When discussing marriages with Atholl, the Glenorchys were more supplicants than equals so Kate's close friend, William Maitland of Lethington, Mary, Queen of Scots' Secretary and a skilled diplomat who was asked to act as chief matchmaker.

Kate first suggested the possibility to Maitland, Atholl's brother-in-law, during the winter of 1566-7 (GD112/39/6/19). Things moved slowly because a group of Atholl's friends and advisers opposed the alliance and delayed its progress so that by the summer of 1570 Maitland was urging that terms be settled as quickly as possible.

He also reported the carefully-observed impressions of the prospective bride because Mary Fleming, Maitlands wife, had discussed the matter with her sister, Margaret, Atholl's wife (GD112/39/9/8).

The countess was fond of her step-daughter whom she treated as if she were her own daughter. Considerable care was taken to ascertain the suitability and mutual compatibility of the couple.

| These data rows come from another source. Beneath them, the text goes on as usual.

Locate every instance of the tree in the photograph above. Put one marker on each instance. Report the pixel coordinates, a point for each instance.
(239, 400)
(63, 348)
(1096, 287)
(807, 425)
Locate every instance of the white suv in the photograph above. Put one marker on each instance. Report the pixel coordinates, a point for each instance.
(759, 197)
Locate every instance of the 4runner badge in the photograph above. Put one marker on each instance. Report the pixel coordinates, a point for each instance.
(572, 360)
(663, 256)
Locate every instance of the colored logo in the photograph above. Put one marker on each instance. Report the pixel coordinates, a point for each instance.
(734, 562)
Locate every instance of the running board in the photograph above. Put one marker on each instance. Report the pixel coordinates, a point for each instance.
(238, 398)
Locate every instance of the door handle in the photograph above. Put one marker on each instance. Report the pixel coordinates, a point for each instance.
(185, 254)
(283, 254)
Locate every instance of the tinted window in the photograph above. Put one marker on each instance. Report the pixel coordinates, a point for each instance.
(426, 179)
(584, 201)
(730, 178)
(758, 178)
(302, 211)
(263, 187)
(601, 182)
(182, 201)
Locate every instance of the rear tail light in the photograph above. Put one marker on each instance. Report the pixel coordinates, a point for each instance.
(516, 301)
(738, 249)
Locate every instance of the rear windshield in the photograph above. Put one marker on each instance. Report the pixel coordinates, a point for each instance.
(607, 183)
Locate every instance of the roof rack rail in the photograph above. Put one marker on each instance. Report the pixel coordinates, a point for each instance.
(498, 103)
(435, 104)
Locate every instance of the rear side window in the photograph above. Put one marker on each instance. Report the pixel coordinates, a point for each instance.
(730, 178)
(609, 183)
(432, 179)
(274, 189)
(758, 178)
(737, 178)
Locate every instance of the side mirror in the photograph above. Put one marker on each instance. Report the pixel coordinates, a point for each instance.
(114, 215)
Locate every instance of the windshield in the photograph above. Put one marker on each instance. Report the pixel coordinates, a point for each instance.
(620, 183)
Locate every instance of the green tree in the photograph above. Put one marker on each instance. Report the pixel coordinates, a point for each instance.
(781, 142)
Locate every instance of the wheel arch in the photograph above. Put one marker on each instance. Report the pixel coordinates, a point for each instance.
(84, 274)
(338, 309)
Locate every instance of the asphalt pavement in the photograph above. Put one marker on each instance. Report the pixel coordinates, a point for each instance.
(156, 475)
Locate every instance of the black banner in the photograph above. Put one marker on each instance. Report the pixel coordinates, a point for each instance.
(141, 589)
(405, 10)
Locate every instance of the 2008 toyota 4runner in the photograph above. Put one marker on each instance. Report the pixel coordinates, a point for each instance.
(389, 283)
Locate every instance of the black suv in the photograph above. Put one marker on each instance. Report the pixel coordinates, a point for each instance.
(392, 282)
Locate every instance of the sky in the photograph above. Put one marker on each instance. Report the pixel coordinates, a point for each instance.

Although the initial attention was fixed upon Margaret, Atholls second daughter by his first wife, it was the younger sister Jean who actually married Black Duncan at Dunkeld in November 1573, though such changes were not unusual.

Maitland was the chief negotiator, but Atholl's right-hand man and brother-in-law, William Stewart of Grandtully, helped with advice on the size of the tocher and the 'going-rate' in the current marriage market (GD112/39/12/9).

The final stages required a written commission signed by both Kate and Colin along with an explicit written statement and an oral elaboration of acceptable terms (GD112/39/9/13 & 14).